Sacrificar ao preconceito da antiguidade era, implicitamente, reconhecer os deuses autóctones como os únicos deuses legítimos. Os cristãos estavam prontos, por motivos egoístas, a curvar-se também a esse preconceito, mas não podiam, sem se destruírem, ir além e adotá-lo totalmente, com todas as suas conseqüências. Para um Orígenes, os deuses étnicos eram ídolos, relíquias do politeísmo; São Paulo já os tinha reduzido à categoria de demônios. O judaísmo considerava-os todos falsos, a não ser um, o seu próprio. “Seu único erro”, diz Juliano, acerca dos judeus, “é que mesmo quando procuram satisfazer seu deus, não servem os outros ao mesmo tempo”. No entanto os elogia pela sua repugnância em seguir a moda no que diz respeito à religião. “Desprezo a inovação em todas as coisas e especialmente naquilo que concerne aos deuses” – uma afirmação que o desacreditou e que foi usada para tachá-lo de “reacionário”. Mas que “progresso”, pode-se perguntar, a Cristandade representa em relação ao paganismo? Não existe um “salto qualitativo” de um deus para o outro, nem de uma civilização para a outra, e muito menos de uma linguagem para a outra. Quem ousaria proclamar a superioridade dos escritores cristãos sobre os pagãos? Mesmo os profetas, conquanto de uma inspiração e de um estilo diferente daquele dos Padres da Igreja – São Jerônimo o confessa – produziam aversão no leitor que tivesse retornado a Cícero ou a Plauto. O “progresso”, ao mesmo tempo, estava encarnado nesses Padres ilegíveis: então, desviar-se deles era cair na “reação”? Juliano estava perfeitamente certo em preferir Homero, Tucídides ou Platão a todos eles.

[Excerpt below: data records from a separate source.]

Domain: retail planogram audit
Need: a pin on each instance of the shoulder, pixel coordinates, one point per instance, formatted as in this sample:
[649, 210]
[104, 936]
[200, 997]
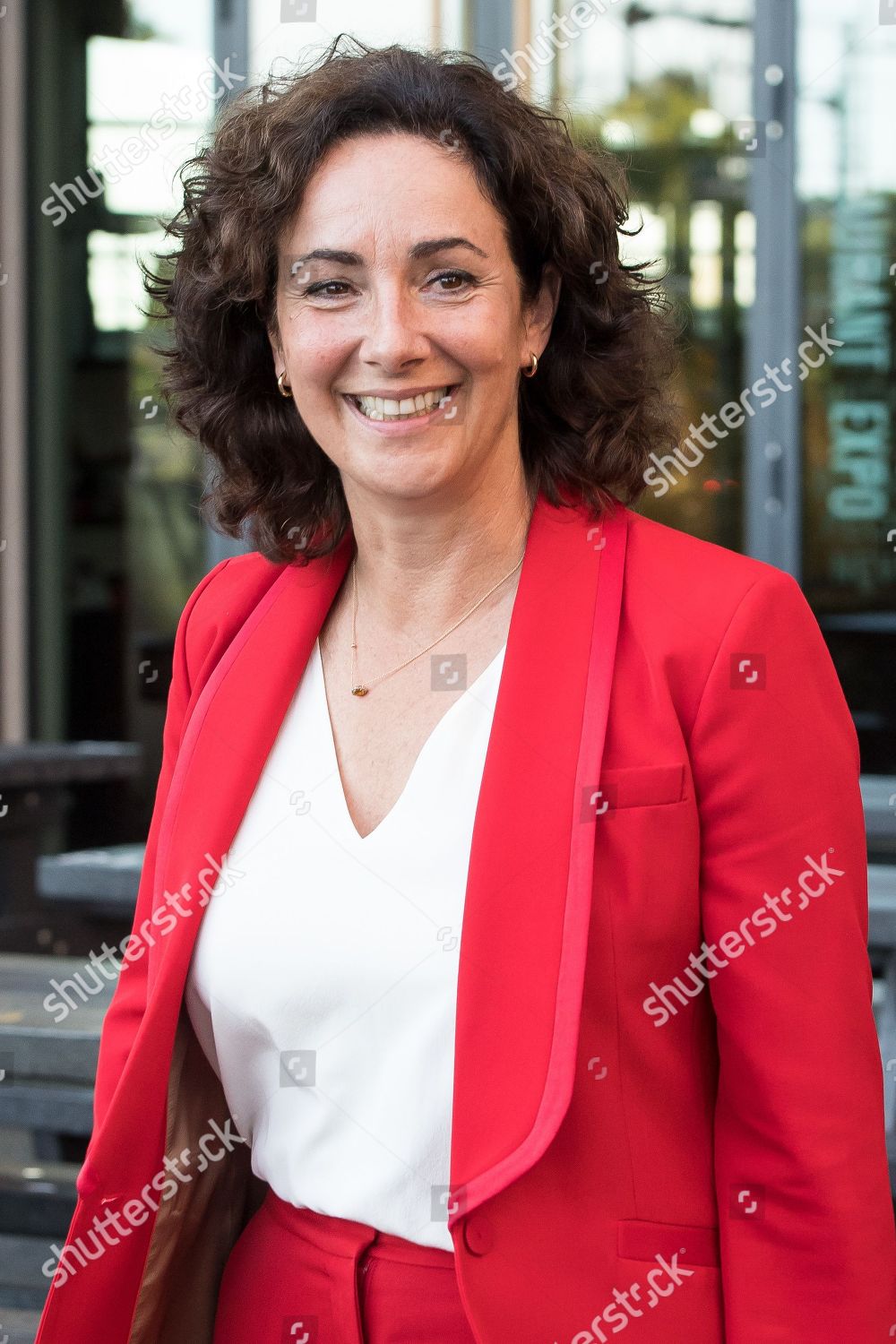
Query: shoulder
[220, 605]
[694, 581]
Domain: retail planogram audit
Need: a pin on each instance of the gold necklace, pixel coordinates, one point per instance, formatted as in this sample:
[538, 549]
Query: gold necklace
[365, 690]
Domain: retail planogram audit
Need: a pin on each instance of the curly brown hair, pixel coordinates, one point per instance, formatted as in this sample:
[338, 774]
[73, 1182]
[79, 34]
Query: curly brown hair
[600, 401]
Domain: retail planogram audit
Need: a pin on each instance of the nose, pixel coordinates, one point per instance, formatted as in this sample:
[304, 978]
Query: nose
[394, 328]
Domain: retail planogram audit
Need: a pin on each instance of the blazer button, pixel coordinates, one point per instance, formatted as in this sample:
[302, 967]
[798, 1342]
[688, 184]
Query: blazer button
[478, 1234]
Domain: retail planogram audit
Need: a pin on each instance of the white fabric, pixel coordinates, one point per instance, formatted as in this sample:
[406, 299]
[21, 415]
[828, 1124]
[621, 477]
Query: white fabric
[346, 946]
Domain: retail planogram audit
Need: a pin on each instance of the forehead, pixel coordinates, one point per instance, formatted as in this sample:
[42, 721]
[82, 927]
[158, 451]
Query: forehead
[392, 190]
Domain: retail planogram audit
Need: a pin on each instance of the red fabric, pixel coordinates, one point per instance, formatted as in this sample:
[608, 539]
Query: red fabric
[298, 1277]
[662, 763]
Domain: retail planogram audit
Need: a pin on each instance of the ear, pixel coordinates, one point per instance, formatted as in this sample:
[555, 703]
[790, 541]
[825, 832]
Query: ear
[538, 317]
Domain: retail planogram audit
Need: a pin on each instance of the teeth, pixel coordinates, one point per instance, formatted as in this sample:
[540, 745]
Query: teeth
[386, 409]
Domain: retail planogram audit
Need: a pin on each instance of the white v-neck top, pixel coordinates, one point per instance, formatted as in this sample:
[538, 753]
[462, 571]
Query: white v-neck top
[323, 986]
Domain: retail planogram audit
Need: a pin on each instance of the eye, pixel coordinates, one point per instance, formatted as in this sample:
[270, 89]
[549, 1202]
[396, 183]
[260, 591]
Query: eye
[454, 274]
[324, 285]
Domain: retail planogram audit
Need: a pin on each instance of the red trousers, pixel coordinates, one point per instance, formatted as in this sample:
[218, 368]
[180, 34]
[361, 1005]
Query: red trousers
[298, 1277]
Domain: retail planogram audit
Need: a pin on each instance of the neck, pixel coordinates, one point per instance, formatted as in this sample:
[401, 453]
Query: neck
[421, 564]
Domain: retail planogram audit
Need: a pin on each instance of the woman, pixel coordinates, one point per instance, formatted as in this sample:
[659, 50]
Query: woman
[498, 968]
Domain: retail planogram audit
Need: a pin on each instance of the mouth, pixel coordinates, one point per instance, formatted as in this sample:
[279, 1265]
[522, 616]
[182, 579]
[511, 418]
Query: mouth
[394, 410]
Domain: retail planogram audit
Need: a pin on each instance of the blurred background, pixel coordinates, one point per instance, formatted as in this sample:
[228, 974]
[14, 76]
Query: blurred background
[758, 142]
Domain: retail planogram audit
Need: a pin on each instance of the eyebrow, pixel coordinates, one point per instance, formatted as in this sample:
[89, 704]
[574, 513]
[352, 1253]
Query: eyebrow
[419, 250]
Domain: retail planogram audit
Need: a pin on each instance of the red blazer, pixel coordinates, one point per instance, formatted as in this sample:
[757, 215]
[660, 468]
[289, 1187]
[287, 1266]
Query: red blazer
[668, 1091]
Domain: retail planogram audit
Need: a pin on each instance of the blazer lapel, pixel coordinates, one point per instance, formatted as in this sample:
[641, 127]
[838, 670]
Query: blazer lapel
[528, 894]
[530, 881]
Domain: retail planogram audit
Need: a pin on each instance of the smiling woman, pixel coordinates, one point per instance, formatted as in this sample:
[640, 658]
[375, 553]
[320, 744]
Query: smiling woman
[405, 336]
[309, 220]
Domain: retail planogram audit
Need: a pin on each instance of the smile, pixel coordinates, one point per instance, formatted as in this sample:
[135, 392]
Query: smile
[405, 409]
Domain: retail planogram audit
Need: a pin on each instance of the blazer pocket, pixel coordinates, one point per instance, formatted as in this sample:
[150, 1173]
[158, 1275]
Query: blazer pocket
[645, 1241]
[640, 787]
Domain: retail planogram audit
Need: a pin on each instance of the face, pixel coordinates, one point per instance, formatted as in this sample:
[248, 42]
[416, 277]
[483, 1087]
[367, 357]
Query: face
[397, 284]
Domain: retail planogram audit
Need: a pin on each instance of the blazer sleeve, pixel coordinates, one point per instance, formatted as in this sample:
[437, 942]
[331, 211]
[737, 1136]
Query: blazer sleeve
[807, 1242]
[126, 1007]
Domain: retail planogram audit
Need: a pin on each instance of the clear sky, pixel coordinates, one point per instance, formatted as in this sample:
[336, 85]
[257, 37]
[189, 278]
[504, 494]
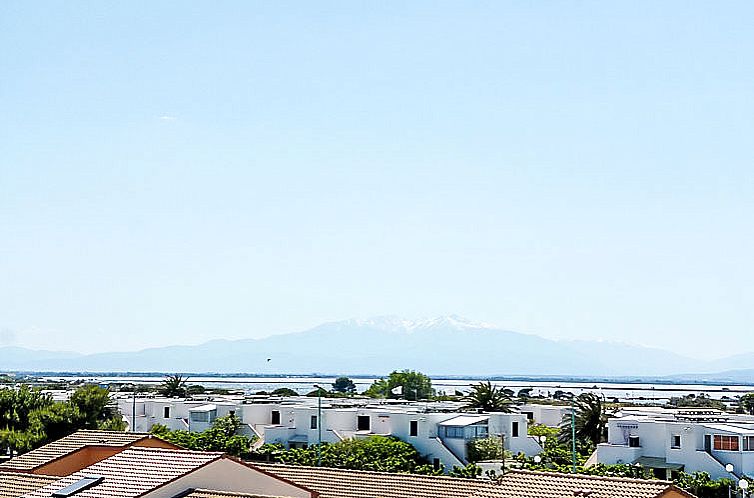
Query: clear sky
[175, 172]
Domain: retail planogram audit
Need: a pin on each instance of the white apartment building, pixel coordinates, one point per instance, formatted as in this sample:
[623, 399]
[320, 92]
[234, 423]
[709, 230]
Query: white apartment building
[690, 440]
[439, 431]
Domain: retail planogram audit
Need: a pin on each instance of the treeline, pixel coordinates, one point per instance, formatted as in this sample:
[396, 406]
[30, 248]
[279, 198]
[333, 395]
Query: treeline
[30, 418]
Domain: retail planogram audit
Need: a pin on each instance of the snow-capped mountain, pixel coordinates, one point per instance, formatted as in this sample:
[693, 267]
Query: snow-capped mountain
[447, 345]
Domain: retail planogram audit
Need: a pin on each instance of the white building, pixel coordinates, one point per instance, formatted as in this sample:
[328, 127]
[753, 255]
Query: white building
[685, 439]
[439, 431]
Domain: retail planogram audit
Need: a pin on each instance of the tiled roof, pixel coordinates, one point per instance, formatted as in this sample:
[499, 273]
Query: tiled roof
[13, 485]
[526, 484]
[209, 493]
[49, 452]
[133, 472]
[342, 483]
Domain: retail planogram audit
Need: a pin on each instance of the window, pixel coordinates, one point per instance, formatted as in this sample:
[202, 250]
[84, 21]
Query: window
[676, 441]
[80, 485]
[476, 431]
[200, 417]
[725, 443]
[454, 432]
[748, 443]
[362, 423]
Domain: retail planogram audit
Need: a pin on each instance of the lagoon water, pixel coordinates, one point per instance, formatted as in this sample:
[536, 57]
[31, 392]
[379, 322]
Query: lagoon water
[635, 392]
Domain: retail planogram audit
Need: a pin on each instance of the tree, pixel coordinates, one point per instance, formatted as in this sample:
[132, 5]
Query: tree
[489, 398]
[173, 386]
[344, 385]
[93, 405]
[747, 403]
[222, 436]
[488, 448]
[377, 453]
[284, 391]
[470, 471]
[590, 420]
[378, 389]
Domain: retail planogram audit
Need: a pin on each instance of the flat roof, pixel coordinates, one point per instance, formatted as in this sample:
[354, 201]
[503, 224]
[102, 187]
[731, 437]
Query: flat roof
[464, 420]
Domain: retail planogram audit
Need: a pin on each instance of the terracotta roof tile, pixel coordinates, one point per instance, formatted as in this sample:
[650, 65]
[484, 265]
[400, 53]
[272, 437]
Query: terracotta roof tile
[342, 483]
[49, 452]
[209, 493]
[13, 485]
[133, 472]
[525, 484]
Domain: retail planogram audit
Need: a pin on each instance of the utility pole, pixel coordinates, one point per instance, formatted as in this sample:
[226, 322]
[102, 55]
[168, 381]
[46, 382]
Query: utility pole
[502, 447]
[319, 425]
[573, 432]
[133, 411]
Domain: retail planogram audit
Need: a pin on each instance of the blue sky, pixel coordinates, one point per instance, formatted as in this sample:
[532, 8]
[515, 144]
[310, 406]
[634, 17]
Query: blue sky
[174, 172]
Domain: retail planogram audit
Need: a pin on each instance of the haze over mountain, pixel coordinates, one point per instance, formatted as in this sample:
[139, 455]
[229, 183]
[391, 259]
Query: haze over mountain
[443, 346]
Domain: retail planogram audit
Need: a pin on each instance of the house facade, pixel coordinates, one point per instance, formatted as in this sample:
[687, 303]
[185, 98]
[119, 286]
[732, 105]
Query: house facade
[439, 431]
[690, 440]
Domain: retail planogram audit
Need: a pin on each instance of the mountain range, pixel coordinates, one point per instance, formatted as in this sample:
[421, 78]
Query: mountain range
[444, 346]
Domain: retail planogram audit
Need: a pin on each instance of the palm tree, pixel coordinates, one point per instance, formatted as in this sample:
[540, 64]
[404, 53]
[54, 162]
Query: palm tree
[590, 420]
[489, 398]
[173, 385]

O édito pelo qual proibiu os educadores cristãos de explicarem os autores gregos tem sido duramente criticado não apenas pelos seus adversários, mas também pelos seus admiradores, em todas as épocas. Sem tentar justificá-lo, não se pode deixar de compreendê-lo. Ele lidava com fanáticos; para obter seu respeito era preciso, ocasionalmente, exagerar tanto quanto eles mesmos, emitir algum nonsense em seu favor, ou então o teriam escarnecido como não mais que um amador. Ele, assim, convida esses “instrutores” a imitar os escritores que estavam expondo e a compartilhar as opiniões deles sobre os deuses. “Contudo, se eles acreditam que esses autores se enganaram quanto ao ponto mais importante, que vão às igrejas dos galileus para oferecer comentários sobre Mateus e Lucas!”

 

Aos olhos dos antigos, quanto mais deuses você reconhece, melhor você serve a divindade, da qual eles não são senão os aspectos, as faces. Tentar limitar o seu número era uma impiedade; suprimi-los todos em favor de um único, um crime. É desse crime que os cristãos se tornaram culpados. A ironia contra eles já não era apropriada: o mal que estavam propagando tinha se espalhado demais. Toda a dureza de Juliano deriva da impossibilidade de tratá-los levianamente.